Gamble doubles down on campus collaboration
Multi-college collaboration takes a look at hemodynamic resuscitation
By Marg SheridanThere’s collaboration, and then there’s collaboration on the scale that Dr. Jonathan Gamble and his team are working on.
Gamble, specializing in anesthesiology and pediatric critical care in the U of S College of Medicine, has been working with a group of doctors, researchers and veterinarians for the past two years on an extensive multidisciplinary hemodynamics study.
“The cornerstone to all acute care medicine is resuscitation,” Gamble explained. “I think a lot of what is thought of resuscitation is what you see on TV. But resuscitation is actually a bigger process than that, and when we resuscitate people what we really are trying to do is ensure that we help the patient to circulate oxygen in the blood to the organs and make sure all of the tissues are functioning.
“But the cornerstone to the first part of this is what we call hemodynamic resuscitation, (and) that’s often based upon a measurement of blood pressure.”
Gamble said most physicians use that blood pressure measurement as a surrogate for cardiac output—how much blood is being pumped out of the heart—because it’s relatively easy to measure in a clinical setting. It can be measured non-invasively, and is often assumed to be an accurate reflection of cardiac output.

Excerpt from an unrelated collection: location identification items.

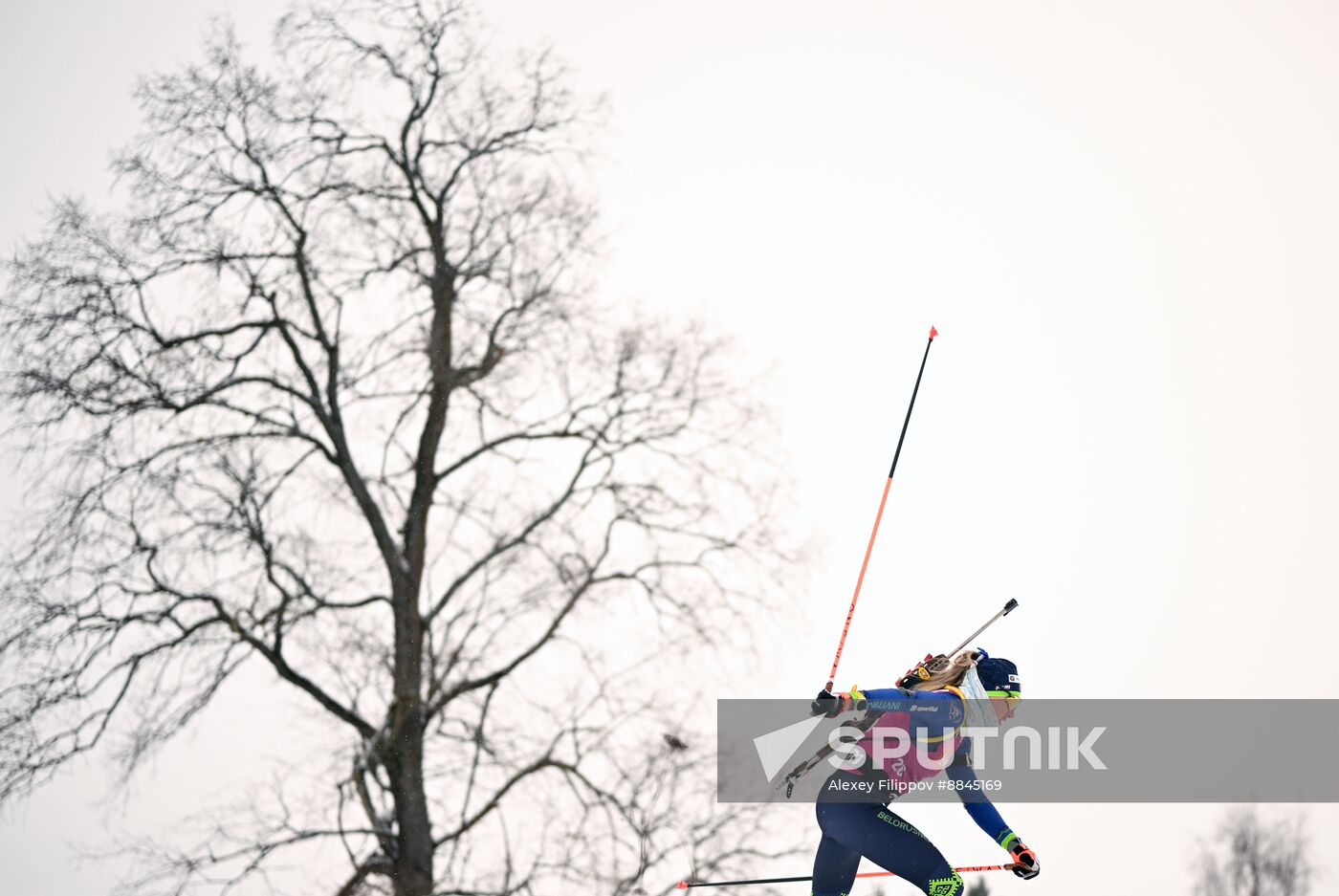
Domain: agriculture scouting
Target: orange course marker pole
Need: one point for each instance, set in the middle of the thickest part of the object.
(873, 534)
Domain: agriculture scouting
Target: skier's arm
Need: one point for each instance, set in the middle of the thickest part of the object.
(937, 708)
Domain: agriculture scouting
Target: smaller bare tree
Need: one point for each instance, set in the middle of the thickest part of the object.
(1252, 856)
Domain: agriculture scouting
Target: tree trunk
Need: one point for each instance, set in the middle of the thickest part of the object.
(405, 764)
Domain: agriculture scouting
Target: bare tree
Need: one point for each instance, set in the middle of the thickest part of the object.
(1254, 858)
(325, 397)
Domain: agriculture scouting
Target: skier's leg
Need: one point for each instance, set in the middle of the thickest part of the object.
(889, 841)
(834, 865)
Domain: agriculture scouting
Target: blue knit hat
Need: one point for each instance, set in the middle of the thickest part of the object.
(998, 674)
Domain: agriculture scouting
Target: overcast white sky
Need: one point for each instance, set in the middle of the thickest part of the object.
(1122, 218)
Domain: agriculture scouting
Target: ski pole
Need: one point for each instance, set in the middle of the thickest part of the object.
(685, 885)
(879, 515)
(866, 724)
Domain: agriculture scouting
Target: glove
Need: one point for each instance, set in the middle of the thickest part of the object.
(833, 705)
(1024, 862)
(825, 704)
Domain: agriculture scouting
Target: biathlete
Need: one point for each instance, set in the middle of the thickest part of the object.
(939, 704)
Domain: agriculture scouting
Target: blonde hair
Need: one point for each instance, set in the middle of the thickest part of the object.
(944, 671)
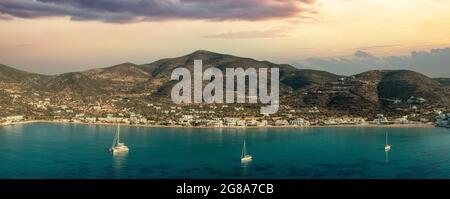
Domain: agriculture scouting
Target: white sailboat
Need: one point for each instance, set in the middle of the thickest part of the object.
(387, 147)
(245, 157)
(117, 146)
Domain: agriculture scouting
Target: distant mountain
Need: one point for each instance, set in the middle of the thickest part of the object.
(360, 93)
(443, 81)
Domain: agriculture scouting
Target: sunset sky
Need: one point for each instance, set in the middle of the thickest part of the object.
(55, 36)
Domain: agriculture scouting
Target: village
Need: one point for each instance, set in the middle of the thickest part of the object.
(117, 110)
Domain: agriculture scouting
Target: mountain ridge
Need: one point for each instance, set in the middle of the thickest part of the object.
(369, 91)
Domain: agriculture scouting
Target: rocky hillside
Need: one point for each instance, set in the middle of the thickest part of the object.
(362, 93)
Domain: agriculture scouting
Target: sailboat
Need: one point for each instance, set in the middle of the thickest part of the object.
(117, 146)
(245, 157)
(387, 147)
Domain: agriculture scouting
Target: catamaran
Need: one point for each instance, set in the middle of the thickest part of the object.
(117, 146)
(387, 147)
(245, 157)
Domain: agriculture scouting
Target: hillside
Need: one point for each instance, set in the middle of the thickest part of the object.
(360, 94)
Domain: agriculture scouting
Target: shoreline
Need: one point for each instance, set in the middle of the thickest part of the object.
(420, 125)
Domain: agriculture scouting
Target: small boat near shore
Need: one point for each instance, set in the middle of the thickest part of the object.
(387, 146)
(245, 157)
(118, 147)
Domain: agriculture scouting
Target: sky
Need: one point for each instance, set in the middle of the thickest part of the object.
(340, 36)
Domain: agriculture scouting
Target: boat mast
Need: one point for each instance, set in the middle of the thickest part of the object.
(243, 150)
(118, 134)
(386, 138)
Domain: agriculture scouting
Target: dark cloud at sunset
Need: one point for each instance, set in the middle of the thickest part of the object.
(153, 10)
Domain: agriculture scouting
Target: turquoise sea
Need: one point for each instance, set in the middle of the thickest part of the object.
(59, 151)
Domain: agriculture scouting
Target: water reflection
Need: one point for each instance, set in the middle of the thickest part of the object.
(119, 160)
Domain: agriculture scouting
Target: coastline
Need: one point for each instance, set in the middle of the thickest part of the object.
(420, 125)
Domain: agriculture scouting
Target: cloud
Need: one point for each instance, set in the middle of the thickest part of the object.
(252, 34)
(376, 47)
(434, 63)
(122, 11)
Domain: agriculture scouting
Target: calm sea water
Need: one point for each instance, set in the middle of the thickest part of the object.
(81, 151)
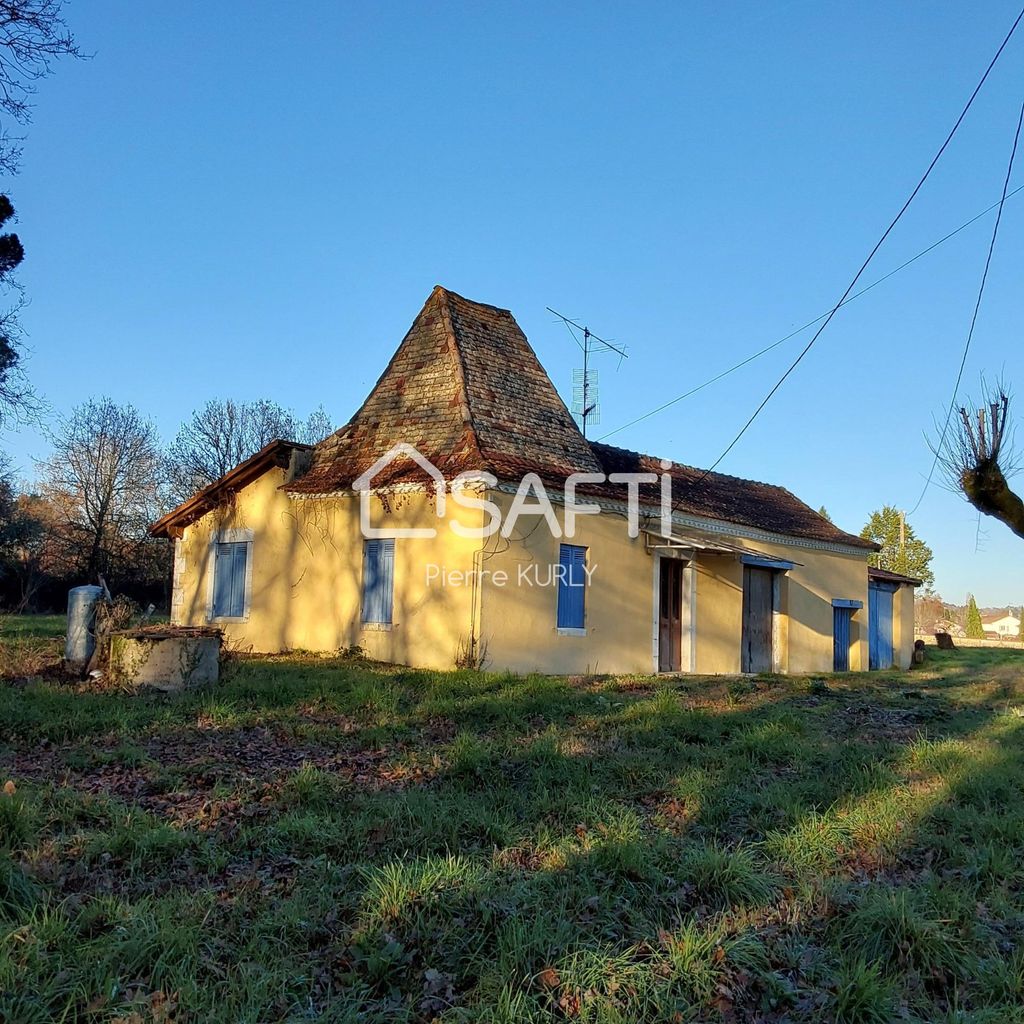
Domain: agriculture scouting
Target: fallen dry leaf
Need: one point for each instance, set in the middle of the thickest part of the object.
(549, 978)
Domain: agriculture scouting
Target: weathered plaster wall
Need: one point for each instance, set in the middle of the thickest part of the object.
(306, 576)
(306, 586)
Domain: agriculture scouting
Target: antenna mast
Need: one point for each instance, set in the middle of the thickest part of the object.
(586, 407)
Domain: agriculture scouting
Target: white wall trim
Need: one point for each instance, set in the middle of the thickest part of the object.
(652, 512)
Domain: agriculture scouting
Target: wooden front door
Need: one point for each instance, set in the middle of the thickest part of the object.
(842, 619)
(880, 626)
(758, 608)
(670, 634)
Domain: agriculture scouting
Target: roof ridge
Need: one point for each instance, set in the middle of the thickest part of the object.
(697, 469)
(456, 354)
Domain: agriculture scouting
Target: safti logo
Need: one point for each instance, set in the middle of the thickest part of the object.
(530, 499)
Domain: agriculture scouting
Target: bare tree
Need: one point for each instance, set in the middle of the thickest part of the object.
(33, 35)
(224, 432)
(102, 484)
(978, 458)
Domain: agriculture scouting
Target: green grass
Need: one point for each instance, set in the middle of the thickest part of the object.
(42, 627)
(336, 841)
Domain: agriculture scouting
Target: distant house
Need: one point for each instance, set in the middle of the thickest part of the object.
(353, 543)
(1006, 627)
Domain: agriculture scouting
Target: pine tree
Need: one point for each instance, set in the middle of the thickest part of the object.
(974, 629)
(902, 551)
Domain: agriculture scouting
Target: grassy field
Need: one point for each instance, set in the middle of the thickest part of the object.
(333, 841)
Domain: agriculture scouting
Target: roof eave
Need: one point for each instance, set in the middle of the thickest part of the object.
(173, 523)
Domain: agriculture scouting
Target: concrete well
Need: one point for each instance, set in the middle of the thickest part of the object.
(171, 658)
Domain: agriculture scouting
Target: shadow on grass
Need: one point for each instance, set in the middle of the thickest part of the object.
(598, 850)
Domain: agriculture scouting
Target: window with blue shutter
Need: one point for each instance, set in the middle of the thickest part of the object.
(571, 586)
(378, 581)
(229, 580)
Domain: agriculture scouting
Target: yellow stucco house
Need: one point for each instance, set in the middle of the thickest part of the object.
(411, 534)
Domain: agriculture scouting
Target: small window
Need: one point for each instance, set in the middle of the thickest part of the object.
(571, 586)
(378, 581)
(230, 562)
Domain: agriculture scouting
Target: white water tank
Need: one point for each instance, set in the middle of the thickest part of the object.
(81, 641)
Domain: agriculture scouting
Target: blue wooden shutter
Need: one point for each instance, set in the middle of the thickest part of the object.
(221, 581)
(378, 581)
(229, 580)
(386, 580)
(571, 587)
(370, 585)
(239, 580)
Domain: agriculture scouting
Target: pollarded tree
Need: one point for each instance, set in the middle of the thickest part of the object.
(978, 460)
(223, 433)
(102, 484)
(973, 628)
(901, 550)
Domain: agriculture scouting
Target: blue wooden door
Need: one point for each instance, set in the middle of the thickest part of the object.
(841, 639)
(880, 626)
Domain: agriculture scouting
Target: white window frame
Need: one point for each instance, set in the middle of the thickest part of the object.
(235, 536)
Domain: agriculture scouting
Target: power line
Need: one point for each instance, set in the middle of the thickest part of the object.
(800, 330)
(878, 245)
(974, 317)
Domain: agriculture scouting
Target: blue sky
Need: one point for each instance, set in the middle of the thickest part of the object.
(254, 200)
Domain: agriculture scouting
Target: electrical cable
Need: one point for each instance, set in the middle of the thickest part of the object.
(878, 245)
(809, 324)
(974, 316)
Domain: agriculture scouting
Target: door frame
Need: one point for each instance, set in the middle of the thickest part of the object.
(779, 568)
(877, 588)
(687, 639)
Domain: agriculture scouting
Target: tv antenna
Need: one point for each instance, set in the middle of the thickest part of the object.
(586, 404)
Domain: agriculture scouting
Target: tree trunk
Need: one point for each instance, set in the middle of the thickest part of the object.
(987, 491)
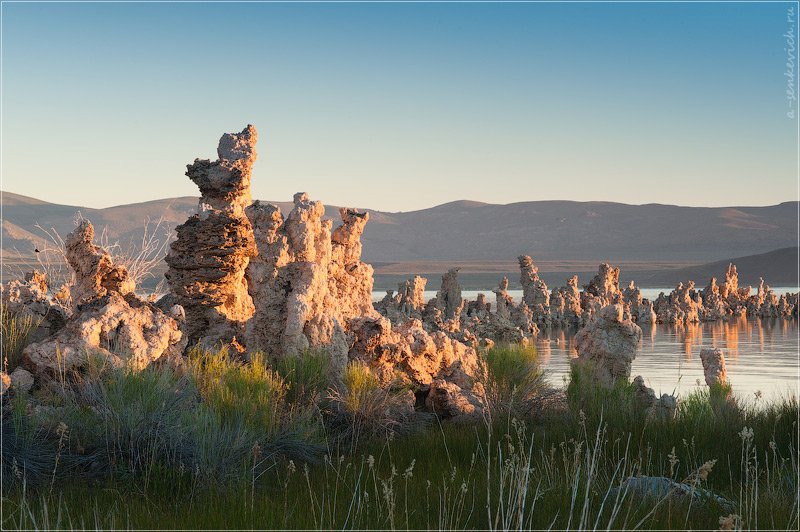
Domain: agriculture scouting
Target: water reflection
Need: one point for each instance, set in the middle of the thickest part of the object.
(761, 355)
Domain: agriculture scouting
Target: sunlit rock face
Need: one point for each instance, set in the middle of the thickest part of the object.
(534, 290)
(307, 282)
(29, 299)
(607, 345)
(441, 370)
(448, 297)
(714, 371)
(108, 321)
(95, 272)
(683, 305)
(565, 304)
(208, 260)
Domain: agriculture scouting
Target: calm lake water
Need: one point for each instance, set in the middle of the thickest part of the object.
(760, 355)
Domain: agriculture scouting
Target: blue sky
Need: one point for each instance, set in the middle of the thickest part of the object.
(402, 106)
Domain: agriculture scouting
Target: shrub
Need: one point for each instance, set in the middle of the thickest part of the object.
(16, 332)
(362, 408)
(514, 383)
(250, 393)
(306, 375)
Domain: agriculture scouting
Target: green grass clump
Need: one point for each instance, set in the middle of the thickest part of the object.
(360, 408)
(306, 376)
(514, 382)
(250, 393)
(185, 454)
(15, 333)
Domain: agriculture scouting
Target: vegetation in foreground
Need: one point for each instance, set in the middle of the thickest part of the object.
(227, 444)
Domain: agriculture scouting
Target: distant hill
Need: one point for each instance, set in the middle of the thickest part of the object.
(778, 268)
(474, 231)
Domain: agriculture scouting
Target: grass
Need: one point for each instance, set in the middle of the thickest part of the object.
(229, 444)
(15, 333)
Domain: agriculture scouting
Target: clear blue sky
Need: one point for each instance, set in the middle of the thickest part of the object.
(402, 106)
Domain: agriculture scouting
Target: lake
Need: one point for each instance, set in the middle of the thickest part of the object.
(762, 355)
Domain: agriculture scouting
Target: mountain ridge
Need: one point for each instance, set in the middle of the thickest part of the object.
(466, 230)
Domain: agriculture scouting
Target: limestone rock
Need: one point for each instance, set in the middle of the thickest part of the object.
(714, 366)
(448, 400)
(21, 380)
(95, 272)
(534, 290)
(449, 296)
(5, 383)
(121, 330)
(207, 262)
(29, 299)
(307, 281)
(608, 344)
(426, 362)
(605, 284)
(664, 406)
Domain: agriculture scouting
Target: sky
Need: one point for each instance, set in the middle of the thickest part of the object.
(399, 107)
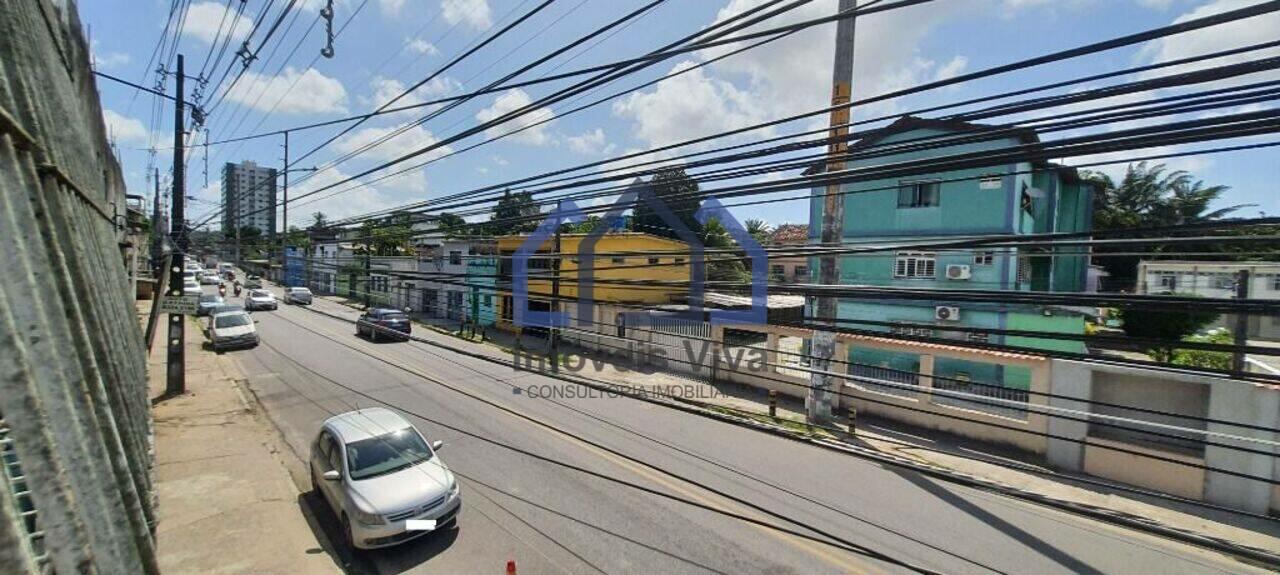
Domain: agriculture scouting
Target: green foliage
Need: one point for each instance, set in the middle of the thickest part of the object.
(1150, 196)
(1206, 359)
(1166, 325)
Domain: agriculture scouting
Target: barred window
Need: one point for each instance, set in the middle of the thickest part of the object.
(910, 264)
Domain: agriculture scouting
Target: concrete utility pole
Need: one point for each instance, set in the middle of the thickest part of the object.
(1242, 322)
(554, 331)
(176, 382)
(818, 402)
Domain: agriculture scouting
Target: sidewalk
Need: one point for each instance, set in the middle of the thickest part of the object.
(988, 464)
(225, 500)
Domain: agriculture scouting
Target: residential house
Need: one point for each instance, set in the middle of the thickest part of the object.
(1217, 279)
(620, 258)
(952, 205)
(789, 268)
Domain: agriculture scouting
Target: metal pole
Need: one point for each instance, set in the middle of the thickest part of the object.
(176, 372)
(554, 328)
(818, 402)
(1242, 322)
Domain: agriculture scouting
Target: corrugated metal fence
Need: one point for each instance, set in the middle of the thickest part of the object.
(76, 491)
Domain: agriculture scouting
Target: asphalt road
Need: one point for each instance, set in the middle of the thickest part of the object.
(551, 519)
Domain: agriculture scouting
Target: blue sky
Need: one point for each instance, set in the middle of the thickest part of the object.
(394, 42)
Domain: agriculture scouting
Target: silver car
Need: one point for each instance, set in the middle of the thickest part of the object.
(378, 474)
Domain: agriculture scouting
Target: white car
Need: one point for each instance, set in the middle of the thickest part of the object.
(260, 300)
(228, 329)
(297, 296)
(378, 473)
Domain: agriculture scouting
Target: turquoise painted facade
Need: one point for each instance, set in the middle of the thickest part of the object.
(483, 288)
(1008, 199)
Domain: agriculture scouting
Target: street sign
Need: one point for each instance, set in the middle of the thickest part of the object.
(186, 305)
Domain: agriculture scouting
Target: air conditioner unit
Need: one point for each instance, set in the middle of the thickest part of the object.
(946, 313)
(958, 272)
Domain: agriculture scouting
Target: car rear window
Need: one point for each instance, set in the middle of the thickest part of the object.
(232, 320)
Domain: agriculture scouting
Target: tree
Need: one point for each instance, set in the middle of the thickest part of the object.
(679, 192)
(1170, 327)
(515, 213)
(1150, 196)
(759, 229)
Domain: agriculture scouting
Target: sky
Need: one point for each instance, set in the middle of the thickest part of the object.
(392, 44)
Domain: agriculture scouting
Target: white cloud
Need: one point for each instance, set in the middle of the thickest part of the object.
(124, 128)
(423, 46)
(513, 100)
(590, 142)
(411, 140)
(1256, 30)
(391, 8)
(387, 89)
(786, 77)
(205, 18)
(106, 60)
(306, 92)
(474, 13)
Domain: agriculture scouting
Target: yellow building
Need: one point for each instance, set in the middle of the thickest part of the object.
(618, 258)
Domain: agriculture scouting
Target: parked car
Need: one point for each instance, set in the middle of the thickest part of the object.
(209, 302)
(384, 324)
(229, 329)
(297, 295)
(376, 471)
(260, 300)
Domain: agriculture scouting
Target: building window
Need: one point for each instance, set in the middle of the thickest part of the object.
(912, 264)
(918, 194)
(910, 331)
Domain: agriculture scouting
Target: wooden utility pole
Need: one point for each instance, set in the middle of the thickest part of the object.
(818, 402)
(176, 382)
(1242, 322)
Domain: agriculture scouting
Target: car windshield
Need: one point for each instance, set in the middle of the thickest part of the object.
(385, 453)
(231, 320)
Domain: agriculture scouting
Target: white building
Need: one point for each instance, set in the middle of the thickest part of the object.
(248, 197)
(1217, 279)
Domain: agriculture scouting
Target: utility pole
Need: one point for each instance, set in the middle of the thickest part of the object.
(1242, 322)
(284, 208)
(176, 382)
(818, 402)
(554, 329)
(156, 234)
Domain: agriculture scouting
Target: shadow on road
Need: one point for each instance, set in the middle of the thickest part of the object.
(987, 518)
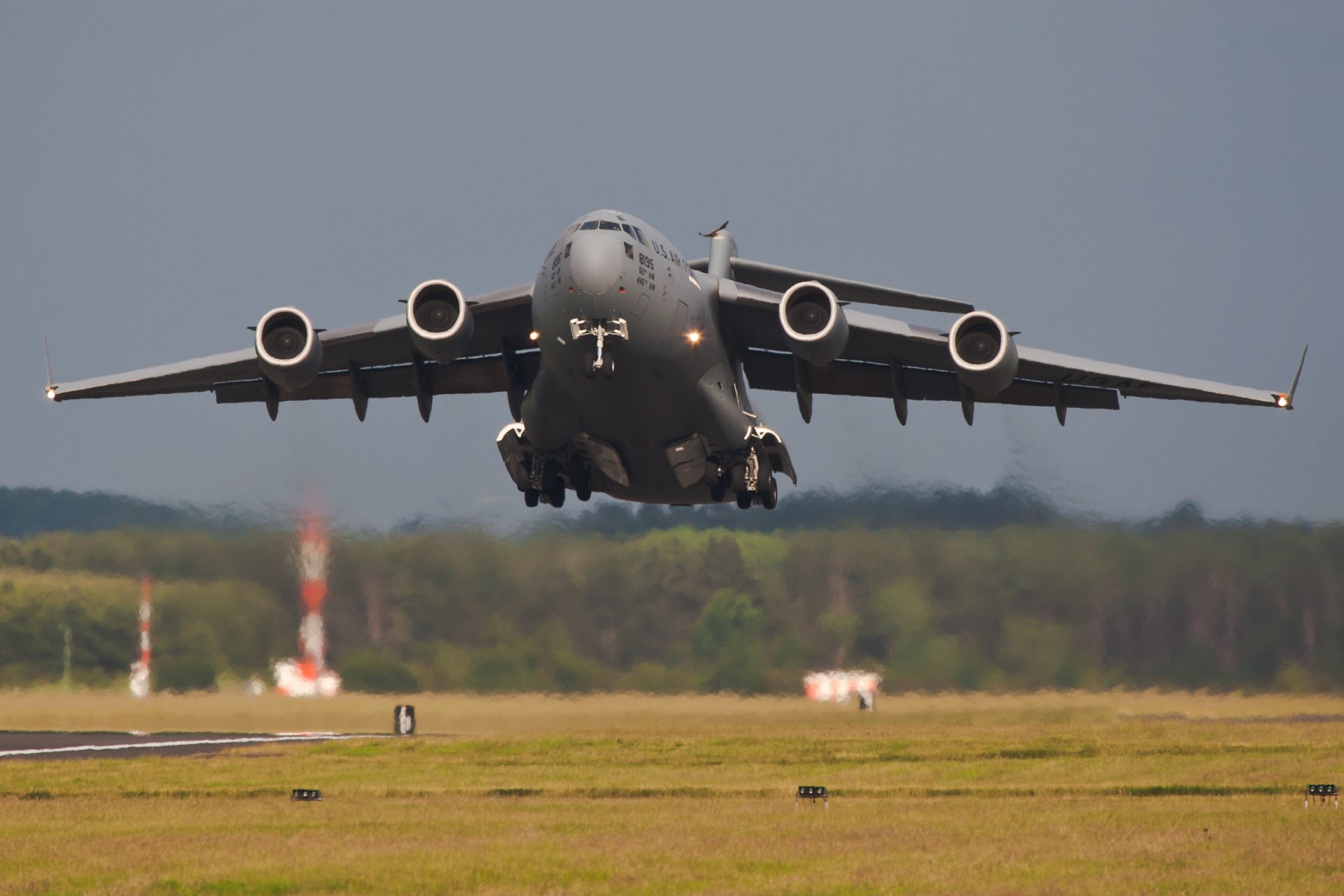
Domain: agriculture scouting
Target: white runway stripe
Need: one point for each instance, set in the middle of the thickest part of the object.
(155, 745)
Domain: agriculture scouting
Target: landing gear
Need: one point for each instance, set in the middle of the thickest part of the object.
(553, 486)
(752, 481)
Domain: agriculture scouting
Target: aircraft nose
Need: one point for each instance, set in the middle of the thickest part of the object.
(596, 261)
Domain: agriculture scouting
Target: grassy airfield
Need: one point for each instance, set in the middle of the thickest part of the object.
(1113, 793)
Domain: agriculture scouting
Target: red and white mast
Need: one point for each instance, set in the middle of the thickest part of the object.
(140, 669)
(308, 675)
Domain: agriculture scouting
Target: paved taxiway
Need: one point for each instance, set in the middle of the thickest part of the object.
(85, 745)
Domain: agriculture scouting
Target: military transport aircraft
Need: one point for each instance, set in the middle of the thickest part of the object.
(626, 365)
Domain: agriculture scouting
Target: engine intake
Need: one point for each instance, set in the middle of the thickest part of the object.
(440, 321)
(288, 348)
(813, 323)
(984, 352)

However, blood pressure may not be the best way to guide resuscitation. It may be that cardiac output is the more accurate way of guiding resuscitation. And if that’s the case, the medical instrument industry has a wide array of equipment designed specifically for measuring cardiac output.
That industry is the primary focus of this study: how accurate are the machines used to measure cardiac output being used by our physicians and hospitals?
“The medical device industry is quite robust,” Gamble said. “So we’re trying to determine how accurate these devices are that clinicians use to help measure cardiac output against a gold standard.”
That gold standard is a machine called a peri-aortic flow probe, which has a small blue ring that sits around the aorta to monitor actual blood flow, but obviously needs to be surgically implanted and is therefore not something that can be used by most acute care doctors.
“This measures cardiac output in a very accurate way, but a very invasive way,” Gamble said. “So this blue ring sits around the aorta, the vessel that immediately comes from the heart, so all the blood that comes from the heart goes past the aorta and it can measure (the) flow.”
The second focus of the study is to assess how well blood pressure reflects cardiac output. This is done by comparing blood pressure measurements to peri-aortic flow probe. And both of these research topics bring us back to the collaborative portion of this project: the Western College of Veterinary Medicine (WCVM). To test both the machines and resuscitation, Gamble and his team—which includes physicians and researchers from anesthesiology, veterinary medicine, neuro- surgery, general surgery, perfusion, neurophysiology, and the Department of Chemistry—turned to the WCVM for help.
The team is using a porcine model to test both projects at once: hooking up the machines to the subject to test their accuracy, and monitoring the blow pressure and flow as they run through different stress levels experienced during surgical procedures and illnesses, in order to monitor the hemodynamic resuscitation and tissue function.
“We don’t know how much flow is enough, but we wanted to be able to actually measure function—or an indication of function—at the tissue level,” Gamble said. “And the way I see the world, if we don’t resuscitate the brain, there’s no point resuscitating the individual. But it’s hard to measure actual cellular function.
“But at the end of the day the cardiovascular system is designed to supply oxygen to the tissue, and the tissue absorbs that oxygen. If the tissue is not getting enough oxygen, it’ll extract more oxygen and we can measure the saturation.”
The eventual goal is to make it easier for anesthesiologists, critical care physicians and emergency medicine physicians to ensure adequate blood flow to avoid accidental tissue death by figuring out what the ideal blood flow indicator is, while also determining which of the top three industry-supplied medical devices is the most accurate.
“(If) we can use our indicator to change, to intervene or not intervene, or escalate interventions based on actual tissue oxygen level (during surgery), we can fundamentally change how we look at resuscitation.”
This has implications in terms of lives saved, as well as financial considerations, as the medical device industry is gigantic. Every time one of the monitors is used it costs at least $200, which is significant, especially if the device isn’t telling the physicians everything they need to know to make an informed decision.
And the University of Saskatchewan is one of very few places in Canada where research like this can logistically happen. With a medical school, veterinary college and chemistry department all in close proximity, the ability to carry out the testing is available to only one other university in Canada. And that ability to collaborate with so many specialists is almost as exciting to Gamble as the research itself.
“I think it’s great that we’re taking advantage of all of these features the University of Saskatchewan has at its disposal, and bringing them together.”